Sample Reference Letter from a Teacher
Are you a student who has been requested to submit a reference letter (also known as a letter of recommendation) from a teacher as part of an application for a job or a volunteer position?
Most good teachers are more than willing to write reference letters for students who have performed well in their classes. However, it takes time to craft an effective letter of recommendation – anywhere from thirty minutes to an hour, depending upon how detailed the teacher wishes to be.
This is time that the teacher could be using for class preparation, grading, or other tasks; if their teaching schedule is tight, conscientious teachers will often write reference letters for their middle school, high school, or college students on their own unpaid time when they could be relaxing.
As a student asking for a favor, it’s a smart idea to make this task as easy as possible for your teacher. Below you’ll find tips about how to do this, as well as a sample reference letter from a teacher that will demonstrate the sort of information your teacher will need in order to write a glowing letter for you.
How to Help Your Teacher Help You
If you learn that you’ll need to provide a reference letter from a teacher as part of an application, don’t delay asking your teacher if they’ll do this for you. No teacher, no matter how dedicated they are, is going to be happy if a student comes to them asking if they can write a letter of recommendation for them “by tomorrow.”

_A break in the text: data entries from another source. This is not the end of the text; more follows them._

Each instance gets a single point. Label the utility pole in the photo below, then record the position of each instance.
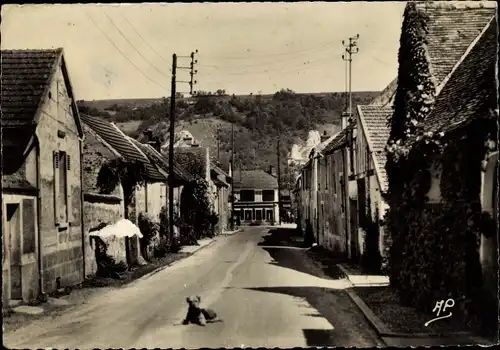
(173, 93)
(348, 154)
(232, 176)
(351, 48)
(218, 144)
(279, 178)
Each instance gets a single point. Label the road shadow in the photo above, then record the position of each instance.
(350, 328)
(287, 250)
(283, 237)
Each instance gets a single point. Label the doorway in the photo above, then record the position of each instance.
(12, 247)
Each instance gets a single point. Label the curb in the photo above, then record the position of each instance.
(230, 233)
(380, 327)
(174, 262)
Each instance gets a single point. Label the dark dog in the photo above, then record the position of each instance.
(196, 314)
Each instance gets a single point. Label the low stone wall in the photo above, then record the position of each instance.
(100, 209)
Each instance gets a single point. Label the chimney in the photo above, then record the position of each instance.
(325, 136)
(207, 167)
(271, 170)
(157, 145)
(148, 134)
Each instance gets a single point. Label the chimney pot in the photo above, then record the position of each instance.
(148, 134)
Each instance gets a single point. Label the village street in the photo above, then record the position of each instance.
(267, 294)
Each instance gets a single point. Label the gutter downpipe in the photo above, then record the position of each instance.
(81, 210)
(38, 209)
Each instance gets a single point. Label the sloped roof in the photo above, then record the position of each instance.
(201, 155)
(160, 161)
(254, 179)
(387, 95)
(471, 92)
(374, 125)
(26, 77)
(451, 30)
(120, 142)
(185, 156)
(95, 152)
(339, 140)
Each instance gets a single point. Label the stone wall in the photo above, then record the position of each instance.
(98, 211)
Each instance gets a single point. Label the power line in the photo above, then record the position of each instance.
(288, 70)
(272, 54)
(132, 45)
(125, 56)
(273, 61)
(145, 42)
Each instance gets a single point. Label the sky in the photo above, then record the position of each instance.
(125, 51)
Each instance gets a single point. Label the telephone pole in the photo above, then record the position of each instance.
(173, 93)
(232, 176)
(351, 48)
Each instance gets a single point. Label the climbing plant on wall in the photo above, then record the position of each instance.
(120, 171)
(196, 208)
(421, 234)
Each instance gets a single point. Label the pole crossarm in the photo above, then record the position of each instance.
(172, 136)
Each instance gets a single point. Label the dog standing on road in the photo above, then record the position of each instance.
(196, 314)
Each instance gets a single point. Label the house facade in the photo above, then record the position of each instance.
(138, 201)
(256, 197)
(372, 137)
(337, 195)
(99, 209)
(218, 180)
(42, 181)
(440, 196)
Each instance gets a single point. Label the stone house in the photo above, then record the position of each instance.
(314, 187)
(219, 181)
(256, 196)
(442, 195)
(337, 194)
(371, 177)
(150, 193)
(98, 208)
(42, 179)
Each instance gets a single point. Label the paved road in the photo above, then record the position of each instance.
(266, 296)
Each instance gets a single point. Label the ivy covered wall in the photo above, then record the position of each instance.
(433, 248)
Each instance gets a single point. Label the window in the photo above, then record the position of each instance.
(247, 196)
(248, 215)
(327, 172)
(268, 196)
(62, 189)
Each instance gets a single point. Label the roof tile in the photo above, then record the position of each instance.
(451, 30)
(120, 142)
(471, 91)
(374, 121)
(254, 179)
(25, 77)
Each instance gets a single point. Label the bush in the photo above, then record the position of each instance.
(106, 264)
(150, 230)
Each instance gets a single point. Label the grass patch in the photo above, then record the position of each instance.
(135, 273)
(384, 303)
(80, 293)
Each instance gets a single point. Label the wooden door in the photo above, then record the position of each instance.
(13, 229)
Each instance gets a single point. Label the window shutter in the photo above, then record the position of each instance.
(68, 189)
(56, 186)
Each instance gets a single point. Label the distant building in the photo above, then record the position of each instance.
(256, 196)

Instead, give your teacher as much time as possible to write an effective letter for you. There’s also certain information you’ll need to give them so that they can do a good job for you:
- The deadline by which the letter needs to be submitted
- The email or “snail mail” address to which the letter should be sent
- The name of the organization you’re applying to
- The name of the person at the organization who will be reviewing your application
- The title and description of the position you’re applying for
- A list of the qualifications or skills that will be required for the position
- Your resume (if you have one)
If you don’t have a resume and are a high school or college student, then it’s time to develop one. You don’t need actual work experience to create your first resume; it’s enough to describe your schoolwork, personal academic or volunteer accomplishments, and participation in clubs or other organizations. Here's how to write your first resume. If you’re a middle school student, you can simply give your teacher a list of activities you’re involved in – things like scouting, band, church groups, or sports.
The more information about yourself and your achievements that you can provide your teacher, the more detail they’ll be able to incorporate into their letter. Depth of detail can make all the difference in whether you land the role you’re applying for.
Sample Reference Letter from a Teacher
Attn: Julia M. Jones
Re: Katie Kingston
Dear Ms. Jones:
I am writing this reference at the request of Katie Kingston, who is applying for the Student Volunteer Program at St.
Francis Hospital this summer.
I have known Katie for two years in my capacity as a teacher at Smithtown Middle School. Katie took English and Spanish from me and earned superior grades in those classes. Based on Katie's grades, attendance, and class participation, I'd rate Katie's academic performance in my class as superior.
Katie has a number of strengths to offer an employer. Katie is always interested in supporting others. For example, this year when we worked on our class community service project, Katie was helpful to me in collecting and organizing the food for the food pantry here in Smithtown.
In conclusion, I would highly recommend Katie Kingston. If her performance in my class is any indication of how she'd perform in your position, Katie will be a positive addition to your organization.